Unterdessen wurde ein Flugzeug der französischen Fluggesellschaft Air France, das von Paris nach Detroit flog, wegen verschärfter US-Einreisebestimmungen im Zusammenhang mit Ebola kurzfristig nach Kanada umgeleitet. Wie die US-Grenzschutzbehörde gegenüber US-Medien bestätigte, wurde dem Flugzeug die Einreise in den US-Luftraum verweigert, nachdem bekannt wurde, dass sich ein Passagier an Bord zuvor in der Demokratischen Republik Kongo aufgehalten hatte.

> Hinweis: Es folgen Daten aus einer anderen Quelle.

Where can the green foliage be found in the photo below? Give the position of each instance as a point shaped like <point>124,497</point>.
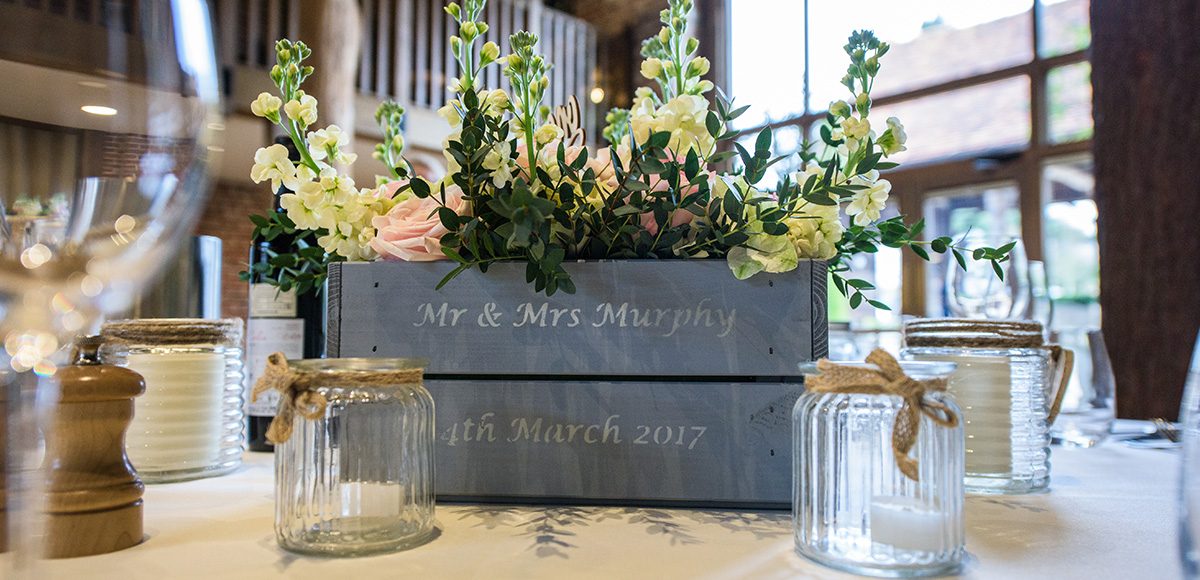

Es wurde bestätigt, dass es sich bei dem Ebola-Ausbruch um den Bundibugyo-Stamm des Virus handelt, der eine Sterblichkeitsrate von etwa 25 bis 50 Prozent aufweist. Für diesen Stamm sind keine Impfstoffe oder gezielten Behandlungen verfügbar.

Bisher gab es in der Demokratischen Republik Kongo fast 600 Verdachtsfälle und 139 Todesfälle, und die Zahl der Fälle wird voraussichtlich weiter steigen.

Allerdings dürfte die tatsächliche Zahl der Infektionen höher liegen.

Der Zustand des amerikanischen Arztes, der an Ebola erkrankt war und jetzt an der Charité behandelt wird, beginnt sich jedoch zu bessern. Berichten zufolge kann er jetzt wieder essen.